Differences:  shito-ryu dojos usually teach some form of kobudo also while weapons practice is mostly eschewed by shotokan people.  Shito-ryu has a wider range of kata, with representation from Shuri, Tomari, and Naha.  The canon Shotokan kata are mostly Shuri based even when you look at their version of Seisan called Hangetsu.  If you are interested in bunkai, I would probably give the edge to Shito-ryu on a general level as many Shotokan dojos do not teach it.

Regardless of all of this, I would suggest studying with the better instructor since that is more important than the style.  On a personal level, I do feel there is perhaps more of an emphasis on power in Shotokan and on speed within Shito-ryu.  I do feel the way Shito-ryu people execute their kata is very elegant and certainly there are many forms in Shito-ryu if you enjoy pattern practice.

By the way, what's wrong with the kenpo you've been practicing?  If you want to drop TKD, I would just shift full-time to studying kenpo.


----------



## knuckleheader

Manny said:


> I been doing some reserach about karate do, in my town there are to ryus, one is Karate Shotokan and the other is Karate Shito Ryu. I know shotokan is the most practiced karate in the world but it seems to me shito ryu is one of the best karate too.
> 
> I want to know the diferences beetewn these karate styles.
> 
> Truth to be told TKD is becoming very harsh on my joints (ankles,knees) and think karate can be better for me.
> 
> Manny


 
I'd say take care of you joints/body. Any MA practice will require hard training. Perhaps taking it easy in training will not add too physical issues.
Good luck


----------



## Manny

dancingalone said:


> Both are more long range styles compared to Goju-ryu karate. Both favor low front stances in training many of the first kata so consider that with regard to your knees. The Japanese zenkutsu dachi is a far cry from the Kukkiwon walking stance.
> 
> Differences: shito-ryu dojos usually teach some form of kobudo also while weapons practice is mostly eschewed by shotokan people. Shito-ryu has a wider range of kata, with representation from Shuri, Tomari, and Naha. The canon Shotokan kata are mostly Shuri based even when you look at their version of Seisan called Hangetsu. If you are interested in bunkai, I would probably give the edge to Shito-ryu on a general level as many Shotokan dojos do not teach it.
> 
> Regardless of all of this, I would suggest studying with the better instructor since that is more important than the style. On a personal level, I do feel there is perhaps more of an emphasis on power in Shotokan and on speed within Shito-ryu. I do feel the way Shito-ryu people execute their kata is very elegant and certainly there are many forms in Shito-ryu if you enjoy pattern practice.
> 
> By the way, what's wrong with the kenpo you've been practicing?
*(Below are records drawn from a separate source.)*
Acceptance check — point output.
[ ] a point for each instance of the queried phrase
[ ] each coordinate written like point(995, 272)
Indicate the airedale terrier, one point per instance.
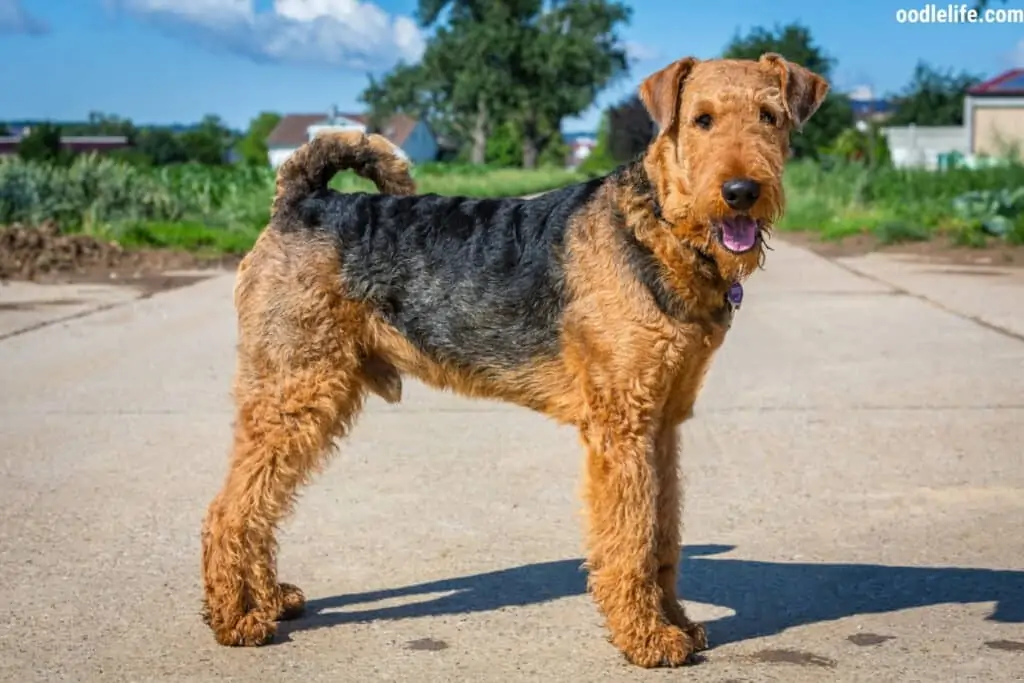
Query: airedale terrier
point(599, 305)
If you want to drop TKD, I would just shift full-time to studying kenpo.


 
There are sometimes that I feel bored about TKD, some times I feel forced to go training, I am not happy anymore going to dojang, lack of motivation? maybe it could be.

Talking about karate I really like the katas, they are so awesome to me, also I think giving my age and lack of flexibility and feet issues karate must be better.

I will keep in kenpo it's a very nice self defense system, however I would like to learn someting else. Any advise you can give me?

Manny


----------



## dancingalone

Manny said:


> There are sometimes that I feel bored about TKD, some times I feel forced to go training, I am not happy anymore going to dojang, lack of motivation? maybe it could be.
> 
> Talking about karate I really like the katas, they are so awesome to me, also I think giving my age and lack of flexibility and feet issues karate must be better.
> 
> I will keep in kenpo it's a very nice self defense system, however I would like to learn someting else. Any advise you can give me?
> 
> Manny




There are difficult and boring aspects to any martial art.  Sometimes I wake up in the morning and I don't feel like doing my body conditioning.  I still do most of the time because I know it is a necessary 'evil' for making the rest of my karate work effectively.

Switching from TKD to karate won't be a panacea for what ails you.  I'm inclined to think that you actually don't need yet another dojo to go to, Manny.   You need a personal trainer or a very committed group of workout buddies that will push you and force you to train your martial art in a fashion that you BELIEVE in.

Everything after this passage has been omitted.